Daretor went to the door and listened for voices. But then thought: why act stealthily? He was feigning the role of someone who was meant to be here, so stealth might be more dangerous than striding about boldly. The corridor was clear as he stepped out. Daretor glanced at one of the maps again. And tarried too long.
‘Seems you’re in great demand right now,’ said a silky female voice behind him. Daretor turned to find a tall attractive woman regarding him.
‘Pardon?’
The woman raised her eyebrows. ‘You are an electrifier, aren’t you?’
He tried to think what Zimak would say to that. ‘You need electrifying?’
She smiled, pretending to be annoyed but failing. ‘You’re new around here.’
‘Yes. Just arrived.’
‘I’m Tashar, of defence. Are you hungry?’
‘Famished.’
‘Let me be your guide. In my first week here I got lost a dozen times. I thought my foreman was going to report me.’
‘He didn’t?’
‘Well, I smiled at him and the problem went away. My smile makes a lot of problems go away.’

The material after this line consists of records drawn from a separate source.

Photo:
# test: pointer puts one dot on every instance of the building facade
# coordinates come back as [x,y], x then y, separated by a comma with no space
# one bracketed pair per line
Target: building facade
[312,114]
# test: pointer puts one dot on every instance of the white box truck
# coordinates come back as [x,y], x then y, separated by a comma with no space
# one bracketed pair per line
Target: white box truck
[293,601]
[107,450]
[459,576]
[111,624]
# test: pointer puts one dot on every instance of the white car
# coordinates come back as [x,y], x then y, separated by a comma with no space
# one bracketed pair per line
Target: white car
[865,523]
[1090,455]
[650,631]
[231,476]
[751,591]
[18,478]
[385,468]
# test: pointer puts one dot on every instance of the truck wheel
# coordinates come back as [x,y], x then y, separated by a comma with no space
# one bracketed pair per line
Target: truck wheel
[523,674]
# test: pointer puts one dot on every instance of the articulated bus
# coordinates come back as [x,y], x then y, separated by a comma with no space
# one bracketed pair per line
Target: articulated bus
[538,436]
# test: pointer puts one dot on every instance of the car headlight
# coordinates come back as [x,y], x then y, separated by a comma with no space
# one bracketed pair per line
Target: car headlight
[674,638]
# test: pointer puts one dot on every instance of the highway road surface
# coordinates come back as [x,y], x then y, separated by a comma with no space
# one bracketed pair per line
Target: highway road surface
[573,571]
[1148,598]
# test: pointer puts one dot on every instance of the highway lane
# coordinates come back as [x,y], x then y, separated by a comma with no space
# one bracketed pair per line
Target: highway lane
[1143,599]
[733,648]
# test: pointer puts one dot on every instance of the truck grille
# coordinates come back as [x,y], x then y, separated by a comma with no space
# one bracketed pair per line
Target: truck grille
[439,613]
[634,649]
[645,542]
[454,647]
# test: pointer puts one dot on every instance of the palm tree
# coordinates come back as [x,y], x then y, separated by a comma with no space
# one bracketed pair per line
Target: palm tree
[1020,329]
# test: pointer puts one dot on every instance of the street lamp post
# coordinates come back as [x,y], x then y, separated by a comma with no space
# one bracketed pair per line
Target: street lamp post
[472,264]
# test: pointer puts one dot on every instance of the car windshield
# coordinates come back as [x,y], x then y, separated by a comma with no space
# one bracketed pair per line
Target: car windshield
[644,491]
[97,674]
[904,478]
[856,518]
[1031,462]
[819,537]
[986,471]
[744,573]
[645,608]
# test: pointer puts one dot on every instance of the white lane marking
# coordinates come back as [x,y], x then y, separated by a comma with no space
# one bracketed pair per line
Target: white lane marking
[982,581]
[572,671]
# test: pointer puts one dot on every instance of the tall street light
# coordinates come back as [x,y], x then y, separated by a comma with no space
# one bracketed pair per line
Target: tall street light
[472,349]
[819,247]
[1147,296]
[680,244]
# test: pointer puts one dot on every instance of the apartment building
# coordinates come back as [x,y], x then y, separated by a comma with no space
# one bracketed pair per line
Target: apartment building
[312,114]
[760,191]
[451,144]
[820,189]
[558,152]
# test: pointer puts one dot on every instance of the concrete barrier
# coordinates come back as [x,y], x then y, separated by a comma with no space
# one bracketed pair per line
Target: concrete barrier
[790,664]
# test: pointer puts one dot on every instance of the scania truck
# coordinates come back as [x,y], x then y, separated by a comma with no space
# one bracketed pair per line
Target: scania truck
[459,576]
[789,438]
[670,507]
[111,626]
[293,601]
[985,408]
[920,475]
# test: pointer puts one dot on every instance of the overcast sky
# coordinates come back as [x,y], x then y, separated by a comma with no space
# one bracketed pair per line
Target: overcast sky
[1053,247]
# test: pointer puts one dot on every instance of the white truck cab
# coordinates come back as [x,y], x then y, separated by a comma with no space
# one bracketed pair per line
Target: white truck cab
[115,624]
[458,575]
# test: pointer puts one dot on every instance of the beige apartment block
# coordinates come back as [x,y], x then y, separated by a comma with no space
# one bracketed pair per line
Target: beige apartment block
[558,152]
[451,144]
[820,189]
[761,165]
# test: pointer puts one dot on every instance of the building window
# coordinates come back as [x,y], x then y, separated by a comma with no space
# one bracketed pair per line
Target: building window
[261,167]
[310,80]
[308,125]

Tashar smiled at Daretor. He now understood the foreman’s forbearance. She led him to a large dining hall which was about a third full.
‘Normally there’s more people in here but there’s an alert on right now.’ They took seats. ‘How come you’re not running around like the others?’
‘I was told I would only get in the way. Besides, my field is not useful for this.’
‘I see. What is your field?’
Daretor cursed himself. What would Zimak say? He would probably try to get his hands on her drawers …
He leant close to the girl so that his arm rested against hers. She did not move away. ‘I’m much more interested in
your
field.’
She laughed lightly. ‘I told you, defence.’
A serving boy came along beside the table hauling a wheeled trolley. He put two plates of steaming mush in front of them and moved on.
‘Defence is such a big area.’
She lowered her voice. ‘I shouldn’t be talking about it.’
‘You aren’t.’
‘Well, it’s pretty boring.’
‘So is being an electrifier.’
‘Oh, all right. But remember I warned you. If you go to sleep it’s your own fault.’
‘I promise I won’t go to sleep.’
She started to tell him what her job entailed and Daretor listened, pretending to be fascinated, though actually making mental notes. Once again, there was the suggestion of things done on a vast scale, and a sense of secret purpose. So secret, Daretor realised, that he suspected Tashar’s job description fell well short of what it actually entailed.